Nuclear bombs supplied to the RAF in the 1950s could have exploded by accident in test flights because they contained so much fissionable material, according to a report in New Scientist magazine today. Up to a dozen of the weapons, based on a design codenamed Violet Club, were supplied to RAF bases including Finningley in South Yorkshire, Scampton in Lincolnshire and Wittering in Cambridgeshire between 1958 and 1960.

Rushed into service as a stop-gap while Britain developed its own H-bomb, the gigantic devices risked going critical when armed.

Each bomb held around 70kg of uranium 235, enough to create a 500 kiloton explosion [equal to 500,000 tons of TNT]. By comparison, the weapon which devastated Hiroshima had a force of 15 kilotons.

The danger came when the weapons were armed and placed on "dummy run" flights to test operational readiness, according to New Scientist.

Each weapon, made by the Atomic Weapons Research Establishment at Aldermaston, was packed with 450kg of steel balls while on the ground to separate the sections of uranium so it could not form a critical mass. But the RAF feared there was a "risk of catastrophe" once this safety mechanism was disabled.

In a memo dated January 12 1959, a group captain wrote: "A high yield nuclear explosion would be possible if the weapon were jettisoned or in the event of a crash on return or an accident in de-bombing."

The RAF originally stored the bombs in separate buildings to minimise the risks, but later they were kept only six feet (1.8m) apart.
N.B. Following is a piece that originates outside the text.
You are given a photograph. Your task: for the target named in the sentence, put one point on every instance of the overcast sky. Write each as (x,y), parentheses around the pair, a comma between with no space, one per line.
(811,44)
The bombs also took too long to arm. In the event of a nuclear attack, the RAF was meant to be able to launch a nuclear-armed aircraft within 15 minutes but the group captain's memo warned that removing the metal balls took 20 minutes. It meant that aircraft carrying Violet Club took up to 90 minutes to take off.

The evidence was uneathed from the public records office in London by Lesley Wright, a lecturer in statistics at John Moores University in Liverpool, David Wright of the University of Manchester, and Nicholas Hill, a physicist and historian.

Ms Wright suggested the unwieldy weapon was imposed on the RAF because the government wanted Britain to be one of the "big three" nuclear powers with the US and the Soviet Union.

"This is a prime example of how the pursuit of superpower status and fear overcame rational decision making."

In the paper on which the New Scientist article is based, the academics quote a Foreign Office official who underlined how nuclear capability was linked to national prestige.

"According to Sir Michael Perrin, [Ernest] Bevin [foreign secretary] said: "This won't do at all, we've got to have this ... I don't mind for myself, but I don't want any other foreign secretary of this country to be talked at or to by a secretary of state in the United States as I have just had ... We have got to have this thing over here whatever it costs.

"Sir Michael remembers Bevin adding 'We've got to have the bloody union jack flying on top of it'."

An MoD spokesman said the Violet Club bombs were supplied as a kit for Vulcan bombers "which could be assembled and deployed in a national emergency". The MoD insisted there was no risk of an accidental explosion because all necessary precautions were taken in transport and storage.